Wie wichtig ist der Bau des neuen Katastrophenschutzzentrums für Ihre Arbeit?
Das ist ein ganz wichtiger Baustein für die Katastrophenbewältigung. Wir brauchen ein Zentrum, in dem wir die Katastrophen- und Krisenlenkung bewältigen können. Das haben wir aktuell nicht. Wir sind im Landratsamt, in den Feuerwehren, in der Leitstelle, wir haben ein Lager in Oberstenfeld – alles auf verschiedene Standorte verteilt und nicht gebündelt. Wenn das Katastrophenschutzzentrum nicht käme, würden wir um Lichtjahre zurückgeworfen werden.
Können Sie im Ernstfall jeden Bürger erreichen?
Wir waren im Kreis relativ schnell, als es um die Sirenenförderung ging. Da muss weiter Geld investiert werden, damit die Sirenenabdeckung bundesweit gegeben ist. Eine weitere Warnmöglichkeit sind die Apps, im Landkreis haben wir uns auf die Warn-App Nina verständigt. Als weitere, sehr wirksame Warnmethode steht den Bürgern der Cell Broadcast zur Verfügung. Da haben wir jetzt beim Warntag zum ersten Mal praktisch keine Beschwerden bekommen. Dass eine Sirene mal nicht funktioniert, kann immer vorkommen. Wenn man aber Medien, das Internet, Radio, Fernseher, Handy und Sirenen kombiniert, dann erreichen wir im Landkreis sehr viele Menschen. Alle werden wir nie erreichen können, wir haben aber mit dem genannten Warnmix sicherlich einen Erreichungsgrad von 80 plus X Prozent.
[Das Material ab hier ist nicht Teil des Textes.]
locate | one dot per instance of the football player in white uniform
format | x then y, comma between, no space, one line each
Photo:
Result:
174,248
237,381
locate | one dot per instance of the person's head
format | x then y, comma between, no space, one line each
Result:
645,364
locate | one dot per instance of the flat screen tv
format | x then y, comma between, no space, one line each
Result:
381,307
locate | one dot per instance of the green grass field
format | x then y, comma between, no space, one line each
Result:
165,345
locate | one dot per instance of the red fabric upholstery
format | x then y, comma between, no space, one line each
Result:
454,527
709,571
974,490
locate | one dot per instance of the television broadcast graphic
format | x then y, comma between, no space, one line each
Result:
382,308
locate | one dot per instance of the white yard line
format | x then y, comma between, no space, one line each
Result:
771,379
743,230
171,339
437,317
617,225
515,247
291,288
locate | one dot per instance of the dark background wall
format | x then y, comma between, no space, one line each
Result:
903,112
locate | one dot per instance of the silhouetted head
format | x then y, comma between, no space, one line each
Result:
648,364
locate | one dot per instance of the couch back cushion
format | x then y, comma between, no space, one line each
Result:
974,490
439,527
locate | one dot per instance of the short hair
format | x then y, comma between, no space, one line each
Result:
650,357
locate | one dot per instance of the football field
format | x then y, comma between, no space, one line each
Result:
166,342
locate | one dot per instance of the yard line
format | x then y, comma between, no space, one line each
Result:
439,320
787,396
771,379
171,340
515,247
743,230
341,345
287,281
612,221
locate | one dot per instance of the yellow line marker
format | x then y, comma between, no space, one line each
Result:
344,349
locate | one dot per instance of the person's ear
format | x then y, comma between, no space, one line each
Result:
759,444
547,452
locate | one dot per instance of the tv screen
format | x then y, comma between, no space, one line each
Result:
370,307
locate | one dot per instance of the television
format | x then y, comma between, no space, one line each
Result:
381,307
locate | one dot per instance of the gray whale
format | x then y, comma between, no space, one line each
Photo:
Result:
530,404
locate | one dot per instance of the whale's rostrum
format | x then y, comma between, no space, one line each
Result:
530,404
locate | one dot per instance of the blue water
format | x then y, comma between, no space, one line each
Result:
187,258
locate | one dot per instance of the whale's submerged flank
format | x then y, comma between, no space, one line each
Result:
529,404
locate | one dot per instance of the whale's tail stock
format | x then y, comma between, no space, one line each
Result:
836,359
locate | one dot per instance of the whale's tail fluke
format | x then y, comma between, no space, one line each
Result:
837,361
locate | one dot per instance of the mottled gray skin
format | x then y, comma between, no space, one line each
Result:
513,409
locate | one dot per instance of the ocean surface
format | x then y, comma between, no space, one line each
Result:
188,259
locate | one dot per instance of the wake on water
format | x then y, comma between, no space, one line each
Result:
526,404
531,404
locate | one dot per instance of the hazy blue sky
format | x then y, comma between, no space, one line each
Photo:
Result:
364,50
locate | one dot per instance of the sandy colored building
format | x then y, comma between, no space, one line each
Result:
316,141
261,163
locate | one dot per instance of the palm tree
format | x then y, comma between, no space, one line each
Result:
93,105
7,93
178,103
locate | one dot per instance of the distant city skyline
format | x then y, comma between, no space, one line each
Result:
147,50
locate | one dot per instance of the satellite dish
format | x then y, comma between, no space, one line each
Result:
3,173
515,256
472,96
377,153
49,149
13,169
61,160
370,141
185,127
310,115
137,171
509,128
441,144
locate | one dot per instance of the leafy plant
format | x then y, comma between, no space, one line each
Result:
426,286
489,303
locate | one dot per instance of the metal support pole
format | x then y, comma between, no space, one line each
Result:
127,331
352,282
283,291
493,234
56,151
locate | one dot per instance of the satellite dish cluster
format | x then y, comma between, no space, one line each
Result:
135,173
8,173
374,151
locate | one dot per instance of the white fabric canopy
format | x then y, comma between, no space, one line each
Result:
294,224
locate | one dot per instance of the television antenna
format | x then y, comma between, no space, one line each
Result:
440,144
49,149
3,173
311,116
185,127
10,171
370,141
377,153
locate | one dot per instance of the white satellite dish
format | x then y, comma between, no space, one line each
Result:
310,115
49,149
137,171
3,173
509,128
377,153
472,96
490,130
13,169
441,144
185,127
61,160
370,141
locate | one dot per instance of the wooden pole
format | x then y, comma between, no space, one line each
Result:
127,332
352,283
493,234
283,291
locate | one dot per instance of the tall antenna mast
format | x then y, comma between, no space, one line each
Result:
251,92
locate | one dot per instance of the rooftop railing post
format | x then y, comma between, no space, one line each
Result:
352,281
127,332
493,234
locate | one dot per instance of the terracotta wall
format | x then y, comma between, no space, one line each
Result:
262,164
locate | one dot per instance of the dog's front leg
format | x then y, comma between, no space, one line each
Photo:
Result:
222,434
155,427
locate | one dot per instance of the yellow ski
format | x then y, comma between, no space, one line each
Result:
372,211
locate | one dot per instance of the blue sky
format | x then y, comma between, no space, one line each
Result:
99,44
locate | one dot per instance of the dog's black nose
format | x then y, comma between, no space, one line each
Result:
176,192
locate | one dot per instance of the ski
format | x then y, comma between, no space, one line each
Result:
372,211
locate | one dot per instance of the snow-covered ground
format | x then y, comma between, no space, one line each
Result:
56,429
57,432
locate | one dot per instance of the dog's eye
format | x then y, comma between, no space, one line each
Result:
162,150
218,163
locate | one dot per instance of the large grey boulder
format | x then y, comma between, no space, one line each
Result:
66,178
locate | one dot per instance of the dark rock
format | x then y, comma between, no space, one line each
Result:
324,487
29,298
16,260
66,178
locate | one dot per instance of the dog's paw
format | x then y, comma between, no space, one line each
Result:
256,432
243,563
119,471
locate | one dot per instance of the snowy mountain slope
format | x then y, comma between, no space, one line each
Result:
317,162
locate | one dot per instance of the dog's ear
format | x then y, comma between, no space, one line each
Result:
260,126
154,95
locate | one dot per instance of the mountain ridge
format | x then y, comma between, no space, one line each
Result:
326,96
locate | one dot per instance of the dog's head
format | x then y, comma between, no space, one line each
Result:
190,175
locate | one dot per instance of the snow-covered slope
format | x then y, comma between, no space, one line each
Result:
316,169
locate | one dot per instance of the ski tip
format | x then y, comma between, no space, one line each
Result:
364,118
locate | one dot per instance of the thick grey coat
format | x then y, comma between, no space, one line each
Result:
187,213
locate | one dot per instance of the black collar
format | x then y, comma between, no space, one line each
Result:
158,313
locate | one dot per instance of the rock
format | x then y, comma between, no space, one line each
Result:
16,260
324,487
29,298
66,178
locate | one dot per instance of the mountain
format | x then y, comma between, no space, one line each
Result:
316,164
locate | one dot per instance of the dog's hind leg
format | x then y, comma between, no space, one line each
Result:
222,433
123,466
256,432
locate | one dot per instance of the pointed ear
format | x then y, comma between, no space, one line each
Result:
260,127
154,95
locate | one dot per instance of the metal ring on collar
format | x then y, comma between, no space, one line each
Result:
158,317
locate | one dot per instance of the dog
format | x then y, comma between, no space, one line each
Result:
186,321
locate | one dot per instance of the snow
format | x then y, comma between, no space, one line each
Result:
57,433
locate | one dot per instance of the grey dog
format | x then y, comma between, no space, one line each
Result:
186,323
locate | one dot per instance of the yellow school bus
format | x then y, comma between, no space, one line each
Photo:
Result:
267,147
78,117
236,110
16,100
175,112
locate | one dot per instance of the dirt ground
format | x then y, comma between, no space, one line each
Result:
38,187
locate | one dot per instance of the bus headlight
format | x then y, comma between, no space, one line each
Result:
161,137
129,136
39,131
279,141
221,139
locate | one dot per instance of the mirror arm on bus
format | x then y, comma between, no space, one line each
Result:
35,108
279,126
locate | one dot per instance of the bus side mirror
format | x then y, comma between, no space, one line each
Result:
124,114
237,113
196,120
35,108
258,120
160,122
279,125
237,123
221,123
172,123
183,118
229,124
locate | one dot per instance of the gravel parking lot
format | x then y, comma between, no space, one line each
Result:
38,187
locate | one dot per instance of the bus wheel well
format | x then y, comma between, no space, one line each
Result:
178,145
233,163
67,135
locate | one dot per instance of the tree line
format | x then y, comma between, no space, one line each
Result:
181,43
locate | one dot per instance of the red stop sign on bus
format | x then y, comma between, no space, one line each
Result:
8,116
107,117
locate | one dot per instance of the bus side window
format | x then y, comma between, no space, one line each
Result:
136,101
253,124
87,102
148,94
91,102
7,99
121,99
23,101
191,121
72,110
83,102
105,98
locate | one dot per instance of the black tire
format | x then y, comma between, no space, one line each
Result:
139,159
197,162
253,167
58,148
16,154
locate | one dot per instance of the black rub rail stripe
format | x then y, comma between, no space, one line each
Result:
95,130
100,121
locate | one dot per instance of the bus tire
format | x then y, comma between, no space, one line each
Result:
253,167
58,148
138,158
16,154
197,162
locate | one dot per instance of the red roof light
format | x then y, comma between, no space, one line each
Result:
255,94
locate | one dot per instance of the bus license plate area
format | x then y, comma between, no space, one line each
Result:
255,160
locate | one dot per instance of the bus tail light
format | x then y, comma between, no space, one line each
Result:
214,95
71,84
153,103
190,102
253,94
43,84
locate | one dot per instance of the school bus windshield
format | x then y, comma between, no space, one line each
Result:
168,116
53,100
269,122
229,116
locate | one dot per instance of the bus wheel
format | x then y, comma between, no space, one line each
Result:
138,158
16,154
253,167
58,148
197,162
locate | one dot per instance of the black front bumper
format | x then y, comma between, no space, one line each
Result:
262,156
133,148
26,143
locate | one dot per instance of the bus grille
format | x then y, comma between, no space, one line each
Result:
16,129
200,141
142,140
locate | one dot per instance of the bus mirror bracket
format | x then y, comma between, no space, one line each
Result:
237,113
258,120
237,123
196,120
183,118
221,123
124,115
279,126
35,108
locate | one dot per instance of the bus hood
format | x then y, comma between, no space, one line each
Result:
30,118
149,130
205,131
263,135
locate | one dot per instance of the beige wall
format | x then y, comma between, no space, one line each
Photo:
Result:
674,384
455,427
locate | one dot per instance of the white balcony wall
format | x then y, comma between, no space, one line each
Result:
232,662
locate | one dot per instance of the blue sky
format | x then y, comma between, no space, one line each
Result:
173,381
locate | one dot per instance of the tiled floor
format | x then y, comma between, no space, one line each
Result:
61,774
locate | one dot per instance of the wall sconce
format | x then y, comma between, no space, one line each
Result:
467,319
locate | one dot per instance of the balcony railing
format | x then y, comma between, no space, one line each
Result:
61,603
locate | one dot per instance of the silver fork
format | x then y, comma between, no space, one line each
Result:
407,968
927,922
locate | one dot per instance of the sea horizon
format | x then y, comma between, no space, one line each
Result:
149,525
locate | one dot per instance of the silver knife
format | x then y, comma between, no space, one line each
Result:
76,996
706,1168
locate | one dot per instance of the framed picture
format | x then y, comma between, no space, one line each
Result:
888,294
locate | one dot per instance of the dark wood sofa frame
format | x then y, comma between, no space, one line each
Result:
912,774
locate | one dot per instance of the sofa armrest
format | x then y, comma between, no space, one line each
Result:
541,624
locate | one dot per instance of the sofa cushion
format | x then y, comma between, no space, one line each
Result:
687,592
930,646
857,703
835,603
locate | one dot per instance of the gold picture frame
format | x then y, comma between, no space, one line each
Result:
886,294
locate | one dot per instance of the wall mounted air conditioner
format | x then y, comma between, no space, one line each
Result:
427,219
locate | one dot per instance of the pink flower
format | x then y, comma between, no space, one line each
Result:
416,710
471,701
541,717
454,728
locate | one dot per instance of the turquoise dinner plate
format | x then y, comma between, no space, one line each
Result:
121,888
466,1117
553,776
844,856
Wie sollte man sich privat auf einen möglichen Katastrophenfall vorbereiten?
Man sollte zunächst einmal wissen, wo das nächste Feuerwehrhaus ist. Ich empfehle, Lebensmittel und Wasser für mindestens eine Woche im Haus zu haben. Da gibt es Einkaufslisten vom Bundesamt für Bevölkerungsschutz und Katastrophenhilfe. Gut wäre zudem ein Radio mit Kurbelantrieb, worüber man Informationen bekommt. Kerzen, eine Taschenlampe mit Batterien, dann ist man schon gut ausgestattet.
Auch sollte man gedanklich mal durchspielen: Was wäre, wenn? Stellen wir uns vor, es fällt der Strom aus. Wie komme ich über die Runden? Der Herd funktioniert dann nicht mehr. Habe ich vielleicht einen Grill oder einen Gaskocher?